Coronavirus, similar to other viruses, is able to interact with protoporphyrin IX through the spike protein. The interaction takes place between the beta chains of Hb, ORF 8, and the surface glycoproteins of the virus [33,34]. Liu et al. highlighted a number of viral proteins (orf1ab, ORF3a, ORF7a, ORF8a, and ORF10) as potential ligands to the 1-beta chains of hemoglobin [33].

This binding causes the Hb denaturation and the inhibition of viral replication by blocking (as also seen for other viruses) the SARS-CoV-2-cell fusion mediated by the spike protein [33,35]. Hb alteration caused by the viral proteins, decreasing the percentage of fully functional Hb in oxygen transport, could contribute to the development of hypoxia and multi-faceted syndrome, one of the main signs of COVID-19.
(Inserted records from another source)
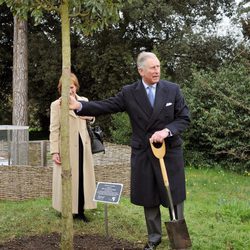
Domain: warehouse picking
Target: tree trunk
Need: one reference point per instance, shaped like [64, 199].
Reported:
[67, 221]
[19, 144]
[20, 73]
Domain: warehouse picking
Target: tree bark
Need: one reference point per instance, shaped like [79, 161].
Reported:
[20, 73]
[19, 146]
[67, 221]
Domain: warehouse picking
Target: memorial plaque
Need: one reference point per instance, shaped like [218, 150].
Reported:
[108, 192]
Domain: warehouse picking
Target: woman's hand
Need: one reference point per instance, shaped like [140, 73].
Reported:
[56, 159]
[73, 103]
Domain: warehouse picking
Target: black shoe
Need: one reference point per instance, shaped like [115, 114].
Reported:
[151, 245]
[81, 217]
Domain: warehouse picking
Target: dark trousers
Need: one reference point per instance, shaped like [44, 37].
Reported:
[153, 220]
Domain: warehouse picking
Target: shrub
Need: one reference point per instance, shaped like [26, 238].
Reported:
[120, 129]
[219, 102]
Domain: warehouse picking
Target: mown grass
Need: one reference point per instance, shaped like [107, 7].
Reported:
[217, 214]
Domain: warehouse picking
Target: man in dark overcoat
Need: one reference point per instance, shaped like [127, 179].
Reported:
[157, 112]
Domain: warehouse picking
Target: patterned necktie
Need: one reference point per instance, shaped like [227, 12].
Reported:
[151, 96]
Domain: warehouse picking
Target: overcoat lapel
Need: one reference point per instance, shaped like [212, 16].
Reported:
[160, 100]
[142, 99]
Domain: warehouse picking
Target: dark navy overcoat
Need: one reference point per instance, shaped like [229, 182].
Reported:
[170, 111]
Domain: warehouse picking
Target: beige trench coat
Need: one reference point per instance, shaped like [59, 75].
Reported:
[77, 126]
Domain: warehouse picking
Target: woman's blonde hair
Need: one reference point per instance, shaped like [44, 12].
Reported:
[73, 80]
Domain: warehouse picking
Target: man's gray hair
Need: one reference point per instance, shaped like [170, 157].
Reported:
[142, 57]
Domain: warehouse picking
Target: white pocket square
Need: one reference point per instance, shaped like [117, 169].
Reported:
[168, 104]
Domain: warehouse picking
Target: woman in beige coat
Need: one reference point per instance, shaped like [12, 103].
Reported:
[83, 176]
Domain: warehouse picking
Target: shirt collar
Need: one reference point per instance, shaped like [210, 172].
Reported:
[147, 85]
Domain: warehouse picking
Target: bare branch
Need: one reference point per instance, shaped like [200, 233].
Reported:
[47, 5]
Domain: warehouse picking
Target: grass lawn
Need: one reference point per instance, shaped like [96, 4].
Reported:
[217, 214]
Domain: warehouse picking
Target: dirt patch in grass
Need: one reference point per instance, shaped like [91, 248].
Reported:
[52, 242]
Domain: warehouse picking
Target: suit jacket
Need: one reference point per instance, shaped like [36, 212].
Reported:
[170, 111]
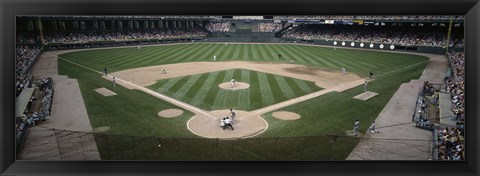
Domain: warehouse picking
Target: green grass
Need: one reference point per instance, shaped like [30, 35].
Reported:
[356, 61]
[137, 130]
[130, 112]
[335, 112]
[203, 92]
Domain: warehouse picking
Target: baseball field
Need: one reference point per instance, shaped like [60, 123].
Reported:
[287, 95]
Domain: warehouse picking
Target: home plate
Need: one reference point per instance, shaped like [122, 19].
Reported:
[105, 92]
[365, 96]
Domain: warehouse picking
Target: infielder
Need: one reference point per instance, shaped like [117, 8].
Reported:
[372, 127]
[227, 123]
[356, 127]
[233, 115]
[365, 85]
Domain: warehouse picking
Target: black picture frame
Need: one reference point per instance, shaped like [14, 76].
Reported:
[9, 9]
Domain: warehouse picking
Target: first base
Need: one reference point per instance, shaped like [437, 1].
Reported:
[365, 96]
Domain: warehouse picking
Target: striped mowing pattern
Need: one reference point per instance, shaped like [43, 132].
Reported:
[356, 61]
[202, 90]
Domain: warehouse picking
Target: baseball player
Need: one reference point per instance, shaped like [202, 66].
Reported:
[365, 85]
[233, 115]
[232, 82]
[222, 123]
[372, 127]
[227, 122]
[356, 127]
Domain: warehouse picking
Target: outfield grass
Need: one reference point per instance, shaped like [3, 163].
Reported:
[130, 112]
[134, 113]
[360, 62]
[265, 89]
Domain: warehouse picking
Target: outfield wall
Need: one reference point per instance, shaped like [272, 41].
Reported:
[263, 39]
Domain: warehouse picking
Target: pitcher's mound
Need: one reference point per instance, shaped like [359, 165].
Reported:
[286, 115]
[237, 86]
[350, 133]
[101, 129]
[170, 113]
[366, 95]
[208, 126]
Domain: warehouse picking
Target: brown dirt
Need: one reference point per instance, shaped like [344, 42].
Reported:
[209, 126]
[286, 115]
[170, 113]
[366, 95]
[149, 75]
[237, 86]
[101, 129]
[105, 92]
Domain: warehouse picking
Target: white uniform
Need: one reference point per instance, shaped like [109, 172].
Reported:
[356, 127]
[365, 86]
[232, 82]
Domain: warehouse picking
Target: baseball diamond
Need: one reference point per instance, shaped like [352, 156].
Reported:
[170, 99]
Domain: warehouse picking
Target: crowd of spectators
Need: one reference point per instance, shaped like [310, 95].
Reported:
[450, 143]
[34, 115]
[90, 36]
[25, 57]
[270, 27]
[218, 27]
[406, 36]
[457, 61]
[456, 87]
[422, 18]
The involvement of Hb beta chains in the evolution of COVID-19 finds an objective confirmation in some studies on the potential use of umbilical fetal blood transfusion on COVID-19 patients [36]. Increasing HbF in critically ill patients could help control disease progression, minimize morbidity, and increase survival rates [37]. Furthermore, the effect of SARS-CoV-2 on Hb has led to an assessment of COVID-19 as a potentially acquired acute porphyria [38].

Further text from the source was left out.